La mia Ogigia in questi giorni invece è su un mare frequentato dal compagno di banco dantesco di Ulisse, l’eroe amico Diomede, anche lui in attesa di un Nolan che non resterebbe deluso dalla sua storia. Tempi di scoperte e Diomede è il “leone implacabiile”, l’unico che ferisce in combattimento la Dea dell’amore e quello della guerra, scusate se è poco.
Insomma e in sintesi (anche se una volta tanto il tempo non manca) sono bloccato in un porto adriatico in attesa, fermo, oziando fra un caffè, un libro e sonno come da tempo non mi capitava. Calypso in questo caso è olandese, famosa per chi va per mare e di fama meritata. Le sue grazie sono note e apprezzate da molti e aumentano la sua serietà, contraddicendo certe tradizioni.

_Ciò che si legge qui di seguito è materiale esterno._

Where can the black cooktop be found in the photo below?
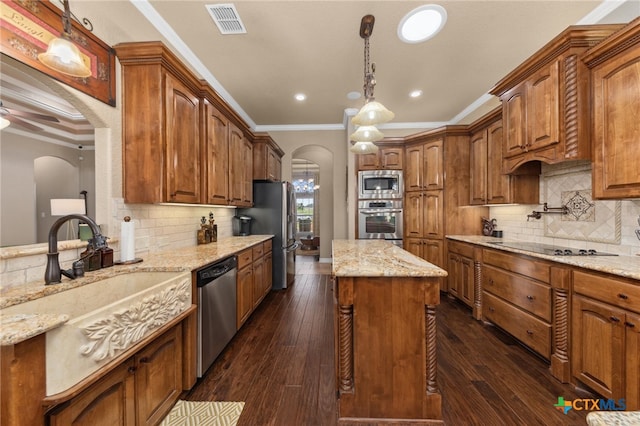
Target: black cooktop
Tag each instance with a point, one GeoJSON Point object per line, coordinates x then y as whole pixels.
{"type": "Point", "coordinates": [551, 250]}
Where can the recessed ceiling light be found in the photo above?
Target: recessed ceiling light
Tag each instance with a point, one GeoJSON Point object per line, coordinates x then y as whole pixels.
{"type": "Point", "coordinates": [422, 23]}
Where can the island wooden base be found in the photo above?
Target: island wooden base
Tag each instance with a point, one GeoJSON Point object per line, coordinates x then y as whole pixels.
{"type": "Point", "coordinates": [386, 350]}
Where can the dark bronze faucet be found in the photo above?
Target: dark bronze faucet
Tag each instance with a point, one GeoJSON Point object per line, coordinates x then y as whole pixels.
{"type": "Point", "coordinates": [53, 274]}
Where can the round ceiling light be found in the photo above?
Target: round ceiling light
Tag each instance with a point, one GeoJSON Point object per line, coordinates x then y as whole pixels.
{"type": "Point", "coordinates": [422, 23]}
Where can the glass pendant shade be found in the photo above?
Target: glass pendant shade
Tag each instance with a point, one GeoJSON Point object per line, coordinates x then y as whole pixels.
{"type": "Point", "coordinates": [364, 148]}
{"type": "Point", "coordinates": [372, 113]}
{"type": "Point", "coordinates": [367, 134]}
{"type": "Point", "coordinates": [63, 56]}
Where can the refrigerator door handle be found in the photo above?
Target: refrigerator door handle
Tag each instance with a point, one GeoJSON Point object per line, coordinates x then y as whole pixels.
{"type": "Point", "coordinates": [291, 247]}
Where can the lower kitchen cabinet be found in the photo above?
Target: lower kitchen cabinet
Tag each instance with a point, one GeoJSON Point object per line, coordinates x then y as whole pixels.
{"type": "Point", "coordinates": [461, 274]}
{"type": "Point", "coordinates": [140, 391]}
{"type": "Point", "coordinates": [254, 279]}
{"type": "Point", "coordinates": [606, 336]}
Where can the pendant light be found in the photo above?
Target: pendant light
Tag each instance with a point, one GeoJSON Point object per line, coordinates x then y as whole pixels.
{"type": "Point", "coordinates": [372, 112]}
{"type": "Point", "coordinates": [62, 55]}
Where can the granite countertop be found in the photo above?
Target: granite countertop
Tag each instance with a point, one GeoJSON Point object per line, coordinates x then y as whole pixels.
{"type": "Point", "coordinates": [17, 328]}
{"type": "Point", "coordinates": [378, 258]}
{"type": "Point", "coordinates": [624, 266]}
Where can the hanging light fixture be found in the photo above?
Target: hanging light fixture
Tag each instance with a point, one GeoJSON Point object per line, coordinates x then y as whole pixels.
{"type": "Point", "coordinates": [62, 55]}
{"type": "Point", "coordinates": [372, 112]}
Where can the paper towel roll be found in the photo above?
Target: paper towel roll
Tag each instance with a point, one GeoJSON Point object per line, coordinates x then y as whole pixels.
{"type": "Point", "coordinates": [127, 241]}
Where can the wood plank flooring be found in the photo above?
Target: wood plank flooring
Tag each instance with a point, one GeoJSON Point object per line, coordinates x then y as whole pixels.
{"type": "Point", "coordinates": [281, 364]}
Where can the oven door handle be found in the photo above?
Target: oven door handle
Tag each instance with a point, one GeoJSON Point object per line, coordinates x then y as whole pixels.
{"type": "Point", "coordinates": [380, 211]}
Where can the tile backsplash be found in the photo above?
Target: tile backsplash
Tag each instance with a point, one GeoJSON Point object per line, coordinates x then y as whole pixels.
{"type": "Point", "coordinates": [605, 225]}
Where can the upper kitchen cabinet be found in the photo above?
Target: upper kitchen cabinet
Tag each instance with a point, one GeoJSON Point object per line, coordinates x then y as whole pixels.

In sintesi, sono bloccato in porto perché le batterie dei servizi hanno collassato – ovviamente in estate – e devono arrivare le nuove Vetus agm al cantiere che poi in poco tempo le monterà. Facciamo dunque voti alla ninfa olandese, dea protettrice delle batterie di bordo e non solo. Offriremo anche un sacrificio – come sarebbe doveroso in questi casi – ma sgozzare una pecora o un bue in banchina non credo che verrebbe ben compreso in tempi difficili come questi, anche se Omero, duro compagno di infanzia e adolescenza, sembra di questi tempi curiosamente andare di moda.
Il mare oggi ovviamente è perfetto per navigare. Bellissimo, come sempre quando sei bloccato all’ormeggio oppure se in montagna lo sei altrettanto in albergo o in rascard. Regola ferrea che non si smentisce mai.